The success offers hope that Ottawa will follow through on its commitment to boost tree-planting efforts nationwide.

Ravi Kahlon, who is seeking re-election as the NDP MLA for Delta North, served as parliamentary secretary for the provincial ministry of Forests, Lands, Natural Resource Operations and Rural Development. He said the province spent months working out the details to ensure this year’s tree planting could proceed.

The tree-planting effort was deemed essential for ecological reasons – B.C. experienced unprecedented wildfires in the summers of 2017 and 2018, scorching a total of 2.5 million hectares of forest lands. But there were concerns about whether tree planters, who work in close quarters in remote and rustic camps, would be safe amid the pandemic. As well, many Indigenous communities where the workers would normally shop and recreate were not welcoming visitors in the spring to protect their populations from COVID-19. Contractors, with the province’s assistance, were able to provide assurances that their crews would not carry the pandemic with them.

The pandemic is expected to continue to circulate in 2021, but Mr. Kahlon said forestry contractors will not face the same skepticism when they return. “There was an unprecedented level of co-operation, with First Nations communities, and employers at the table," he said. "Now these communities know this can be done safely, and that’s good because we have a lot more to do.”

The question will be, what role the federal government will play in the coming years.

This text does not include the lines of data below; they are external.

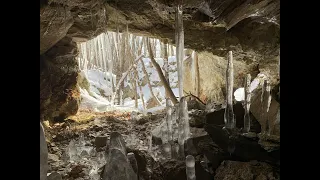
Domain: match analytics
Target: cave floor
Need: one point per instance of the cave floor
(85, 127)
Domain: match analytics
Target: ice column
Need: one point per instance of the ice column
(247, 103)
(268, 95)
(190, 168)
(229, 117)
(184, 129)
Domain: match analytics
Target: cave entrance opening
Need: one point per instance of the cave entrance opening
(116, 73)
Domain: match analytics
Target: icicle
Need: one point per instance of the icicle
(179, 47)
(175, 151)
(164, 133)
(169, 119)
(229, 117)
(72, 151)
(247, 103)
(268, 97)
(167, 150)
(190, 168)
(263, 105)
(43, 155)
(184, 129)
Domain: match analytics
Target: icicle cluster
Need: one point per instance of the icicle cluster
(184, 129)
(268, 95)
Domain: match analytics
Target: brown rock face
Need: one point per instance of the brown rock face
(274, 121)
(58, 78)
(233, 170)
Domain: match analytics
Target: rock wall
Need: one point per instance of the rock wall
(249, 28)
(59, 96)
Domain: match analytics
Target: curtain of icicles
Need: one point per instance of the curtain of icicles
(108, 52)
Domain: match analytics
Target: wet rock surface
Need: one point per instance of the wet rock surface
(253, 170)
(209, 145)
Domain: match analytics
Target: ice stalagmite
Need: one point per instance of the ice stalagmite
(118, 166)
(190, 168)
(179, 46)
(72, 151)
(167, 150)
(169, 119)
(43, 155)
(184, 129)
(247, 102)
(229, 117)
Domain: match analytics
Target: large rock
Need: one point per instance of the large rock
(59, 95)
(244, 148)
(217, 118)
(55, 22)
(254, 170)
(204, 145)
(274, 119)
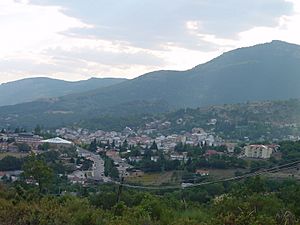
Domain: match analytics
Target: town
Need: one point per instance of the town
(109, 156)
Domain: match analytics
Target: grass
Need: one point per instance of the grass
(14, 154)
(155, 179)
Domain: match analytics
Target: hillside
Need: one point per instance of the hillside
(262, 72)
(31, 89)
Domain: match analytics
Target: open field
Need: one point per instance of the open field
(14, 154)
(172, 177)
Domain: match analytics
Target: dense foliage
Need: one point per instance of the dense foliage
(254, 201)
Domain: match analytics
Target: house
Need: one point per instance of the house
(202, 172)
(3, 146)
(135, 158)
(57, 142)
(230, 147)
(209, 153)
(30, 139)
(258, 151)
(112, 153)
(136, 173)
(154, 158)
(77, 177)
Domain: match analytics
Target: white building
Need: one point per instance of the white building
(258, 151)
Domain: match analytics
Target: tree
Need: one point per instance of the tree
(10, 163)
(39, 171)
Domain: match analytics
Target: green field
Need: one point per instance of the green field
(154, 179)
(14, 154)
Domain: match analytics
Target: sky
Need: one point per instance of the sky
(76, 39)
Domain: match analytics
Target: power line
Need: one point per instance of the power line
(270, 170)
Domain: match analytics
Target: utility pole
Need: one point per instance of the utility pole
(120, 189)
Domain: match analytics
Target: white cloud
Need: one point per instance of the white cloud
(40, 40)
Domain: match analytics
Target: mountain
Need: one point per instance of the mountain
(268, 71)
(31, 89)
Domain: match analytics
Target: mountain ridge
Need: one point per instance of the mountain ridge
(269, 71)
(30, 89)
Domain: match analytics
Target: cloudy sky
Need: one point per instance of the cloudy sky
(79, 39)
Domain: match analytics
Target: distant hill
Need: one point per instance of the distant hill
(268, 71)
(31, 89)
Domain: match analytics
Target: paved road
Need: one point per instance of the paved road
(98, 167)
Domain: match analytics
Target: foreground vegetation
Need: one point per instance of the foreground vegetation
(252, 201)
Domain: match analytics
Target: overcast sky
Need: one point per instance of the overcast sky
(79, 39)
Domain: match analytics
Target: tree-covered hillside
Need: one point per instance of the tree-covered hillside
(262, 72)
(31, 89)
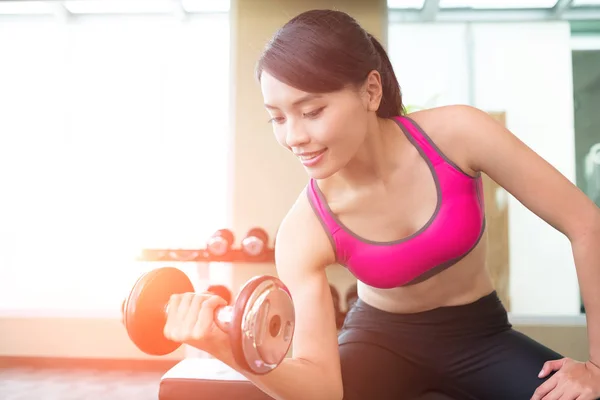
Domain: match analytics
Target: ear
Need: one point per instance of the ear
(373, 91)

The federal Liberal government promised last fall to plant two billion trees, and this week Ottawa made an international commitment to reverse biodiversity loss, when Prime Minister Justin Trudeau agreed that Canada would join more than 70 countries in putting nature at the centre of COVID-19 economic recovery plans.

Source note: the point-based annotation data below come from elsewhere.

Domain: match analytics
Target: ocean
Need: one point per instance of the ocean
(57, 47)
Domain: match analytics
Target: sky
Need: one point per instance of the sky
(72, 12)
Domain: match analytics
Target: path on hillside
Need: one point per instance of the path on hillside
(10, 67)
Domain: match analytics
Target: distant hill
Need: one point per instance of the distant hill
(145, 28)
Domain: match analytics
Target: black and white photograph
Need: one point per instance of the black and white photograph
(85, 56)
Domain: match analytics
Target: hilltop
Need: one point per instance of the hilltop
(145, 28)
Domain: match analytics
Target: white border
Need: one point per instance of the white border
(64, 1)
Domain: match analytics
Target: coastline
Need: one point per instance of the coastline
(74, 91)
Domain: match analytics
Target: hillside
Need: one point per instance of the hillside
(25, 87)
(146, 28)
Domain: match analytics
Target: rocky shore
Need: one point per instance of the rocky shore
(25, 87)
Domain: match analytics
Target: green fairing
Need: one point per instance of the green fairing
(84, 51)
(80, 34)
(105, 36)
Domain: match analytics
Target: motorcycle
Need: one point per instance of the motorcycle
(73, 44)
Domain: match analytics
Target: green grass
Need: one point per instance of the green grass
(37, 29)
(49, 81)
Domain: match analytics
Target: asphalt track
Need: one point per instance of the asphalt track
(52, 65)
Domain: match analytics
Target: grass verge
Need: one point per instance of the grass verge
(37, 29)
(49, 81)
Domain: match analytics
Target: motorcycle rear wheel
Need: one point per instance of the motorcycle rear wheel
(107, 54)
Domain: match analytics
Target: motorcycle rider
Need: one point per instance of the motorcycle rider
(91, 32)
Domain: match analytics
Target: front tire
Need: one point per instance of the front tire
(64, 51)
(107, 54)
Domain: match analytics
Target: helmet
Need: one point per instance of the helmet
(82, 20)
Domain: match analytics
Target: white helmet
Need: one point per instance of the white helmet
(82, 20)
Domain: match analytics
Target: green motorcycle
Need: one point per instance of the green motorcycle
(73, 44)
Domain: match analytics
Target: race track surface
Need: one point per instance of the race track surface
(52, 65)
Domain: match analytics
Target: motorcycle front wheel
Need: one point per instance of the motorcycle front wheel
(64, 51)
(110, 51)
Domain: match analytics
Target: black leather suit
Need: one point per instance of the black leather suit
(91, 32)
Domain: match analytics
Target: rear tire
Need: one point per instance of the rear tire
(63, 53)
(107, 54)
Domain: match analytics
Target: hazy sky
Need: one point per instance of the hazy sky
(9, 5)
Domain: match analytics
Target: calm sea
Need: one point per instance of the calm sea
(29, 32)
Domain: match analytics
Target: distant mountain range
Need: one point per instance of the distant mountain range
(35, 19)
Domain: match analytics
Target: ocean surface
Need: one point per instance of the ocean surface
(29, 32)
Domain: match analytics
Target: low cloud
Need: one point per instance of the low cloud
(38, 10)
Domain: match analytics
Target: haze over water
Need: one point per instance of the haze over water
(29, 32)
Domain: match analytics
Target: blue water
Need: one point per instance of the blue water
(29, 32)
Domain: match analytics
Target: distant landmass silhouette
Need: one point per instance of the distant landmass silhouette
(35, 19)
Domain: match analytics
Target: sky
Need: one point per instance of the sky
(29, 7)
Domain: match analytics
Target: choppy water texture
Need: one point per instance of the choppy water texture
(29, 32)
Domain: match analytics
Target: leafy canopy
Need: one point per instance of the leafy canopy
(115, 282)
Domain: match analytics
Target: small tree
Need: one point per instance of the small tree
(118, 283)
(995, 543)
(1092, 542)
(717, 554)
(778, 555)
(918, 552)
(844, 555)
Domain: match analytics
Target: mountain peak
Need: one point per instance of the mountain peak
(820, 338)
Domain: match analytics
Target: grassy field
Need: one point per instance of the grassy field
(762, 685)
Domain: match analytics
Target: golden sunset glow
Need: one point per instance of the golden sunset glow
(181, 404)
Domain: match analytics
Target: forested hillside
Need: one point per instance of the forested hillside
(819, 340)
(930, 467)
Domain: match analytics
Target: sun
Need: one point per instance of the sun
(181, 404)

Despite those promises, Mr. Betts said his industry is still waiting for details of Ottawa’s future commitments.

Mr. Betts said a portion of the trees planted this year in B.C. – 28 million – were federally funded, and a similar commitment has been secured for next year. But he said there is uncertainty about what will happen in 2022, because funding commitments are needed now to ensure enough seedlings are grown for that planting season.

The COVID-19 safety measures increased contractors' costs by as much as 20 per cent, and negotiations are starting for next year’s contracts. Mr. Betts said his industry wants to maintain the same COVID-19 safety provisions that were put in place this year.

Contractors had to innovate to ensure that their crews remained more isolated than ever this year. Roughly half of the 5,000 workers came from outside B.C., and two-week isolation periods for new arrivals was just part of this year’s COVID-19 regime. Crews were assigned to limited “pods,” security was hired to ensure they didn’t stray into town when overnighting in hotels, and laundry facilities were brought into camps to avoid trips to local laundromats.

“We made it work, and we kept our workers from going into town,” Mr. Betts said. “We got outdoor, all-weather pool tables, we did whatever was required to keep our crews from going completely crazy.” But it turned out to be a rewarding year for the crews, he said. “There was lots of work, people got in lots of days. And of course, we’re paying much better than we used to.”